Thida and her family are such dear friends of ours. She reminds me regularly that I need to open a restaurant to sell bread, cakes, and all the meals they’ve ever tasted. She says she’ll be the kitchen manager and it will be so successful. She even tells me often that they’ll move their whole family to Burma with us if we’d prefer to open a business there!
Her husband built them a beautiful new house about three months–it sits back across a river, so you cross a handmade bamboo bridge to get into a shaded piece of ground, surrounded by trees. The house is beautiful, with three small rooms, a living area, and a kitchen. It’s the most elaborate shack I’ve encountered, with a collection of materials pieced creatively together. After building, they didn’t have electricity at their house, but would have to pay to have the government wire it out to them, particularly being Burmese. So they waited a few months without electricity, coming to our house each afternoon with a selection of flashlights and phones to recharge for their family of 12.
And just weeks ago, they got electricity to their new place. They they bought a refrigerator.

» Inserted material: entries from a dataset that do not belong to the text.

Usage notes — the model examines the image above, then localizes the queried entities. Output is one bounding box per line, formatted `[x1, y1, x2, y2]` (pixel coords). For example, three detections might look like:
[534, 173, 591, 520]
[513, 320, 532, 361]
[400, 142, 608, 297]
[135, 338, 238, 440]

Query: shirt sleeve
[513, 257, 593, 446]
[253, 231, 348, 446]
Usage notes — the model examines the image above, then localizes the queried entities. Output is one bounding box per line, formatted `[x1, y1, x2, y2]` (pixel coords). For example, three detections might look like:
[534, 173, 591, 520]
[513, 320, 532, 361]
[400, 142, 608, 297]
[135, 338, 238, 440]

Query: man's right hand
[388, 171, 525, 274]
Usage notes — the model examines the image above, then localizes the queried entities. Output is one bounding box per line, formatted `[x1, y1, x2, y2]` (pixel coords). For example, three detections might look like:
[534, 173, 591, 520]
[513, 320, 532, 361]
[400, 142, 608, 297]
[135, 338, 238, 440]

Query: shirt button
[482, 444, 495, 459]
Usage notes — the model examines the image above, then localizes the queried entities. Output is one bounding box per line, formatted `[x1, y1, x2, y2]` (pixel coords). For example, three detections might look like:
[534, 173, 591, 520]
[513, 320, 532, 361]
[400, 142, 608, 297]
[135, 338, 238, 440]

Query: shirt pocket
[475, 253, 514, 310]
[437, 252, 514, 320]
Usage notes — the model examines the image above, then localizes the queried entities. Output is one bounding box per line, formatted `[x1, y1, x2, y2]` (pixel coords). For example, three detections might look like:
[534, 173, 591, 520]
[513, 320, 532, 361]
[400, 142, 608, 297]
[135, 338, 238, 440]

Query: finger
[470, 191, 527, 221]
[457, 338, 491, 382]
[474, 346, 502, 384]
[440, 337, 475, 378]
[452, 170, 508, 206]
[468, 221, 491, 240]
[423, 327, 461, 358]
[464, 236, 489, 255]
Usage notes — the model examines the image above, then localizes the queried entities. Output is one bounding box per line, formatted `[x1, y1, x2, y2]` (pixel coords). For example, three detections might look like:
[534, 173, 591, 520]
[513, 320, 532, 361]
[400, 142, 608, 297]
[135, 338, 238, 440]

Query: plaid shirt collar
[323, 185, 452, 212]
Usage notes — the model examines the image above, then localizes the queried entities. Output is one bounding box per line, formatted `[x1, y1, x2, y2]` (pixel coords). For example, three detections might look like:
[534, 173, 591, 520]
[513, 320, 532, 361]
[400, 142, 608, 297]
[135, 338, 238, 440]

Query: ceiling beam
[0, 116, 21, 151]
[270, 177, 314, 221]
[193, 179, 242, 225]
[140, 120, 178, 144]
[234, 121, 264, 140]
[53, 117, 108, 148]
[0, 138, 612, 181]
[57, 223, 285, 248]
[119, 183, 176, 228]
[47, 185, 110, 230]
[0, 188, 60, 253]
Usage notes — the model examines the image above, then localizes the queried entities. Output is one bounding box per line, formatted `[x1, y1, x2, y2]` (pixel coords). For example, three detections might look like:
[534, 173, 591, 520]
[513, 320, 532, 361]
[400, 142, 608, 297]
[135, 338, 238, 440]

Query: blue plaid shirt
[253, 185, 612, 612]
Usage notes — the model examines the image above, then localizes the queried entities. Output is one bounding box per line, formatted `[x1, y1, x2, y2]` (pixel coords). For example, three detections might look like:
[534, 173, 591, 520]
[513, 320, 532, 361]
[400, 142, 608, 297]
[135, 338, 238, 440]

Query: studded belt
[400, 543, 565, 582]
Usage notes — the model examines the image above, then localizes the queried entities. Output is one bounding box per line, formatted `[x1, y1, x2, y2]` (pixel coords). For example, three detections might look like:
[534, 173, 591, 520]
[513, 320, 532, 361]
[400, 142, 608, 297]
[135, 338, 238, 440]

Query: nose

This is where she came to me: they had bought a large fridge for about $75, used from somewhere. She said her husband had told her last night: Stephen & Kelli use their fridge much more, making bread & cakes and such; and they have a smaller fridge. Why don’t we just trade? They could use the big fridge and we would be fine with the small one.
This pretty much melted my heart. For her family of twelve, she wants to trade me for my 4 foot fridge, so that we can have a larger one for all our baking? The sweetest.
At this point, we’ve declined–I feel like I could just go buy one out of savings, but we’re making do! It doesn’t feel like a necessity yet. And she does have a family of 12!
And more than anything, I’m just honored that we do life together, with a willingness to swap appliances. She has been such a picture of Christ to me, even as I don’t know exactly where she’d say she is on her faith journey. We’re just having lots of conversations, and ultimately, I think she grasps the idea the church and the love of Jesus more than many of us.
“And all who believed were together and had all things in common. And they were selling their possessions and belongings and distributing the proceeds to all, as any had need.”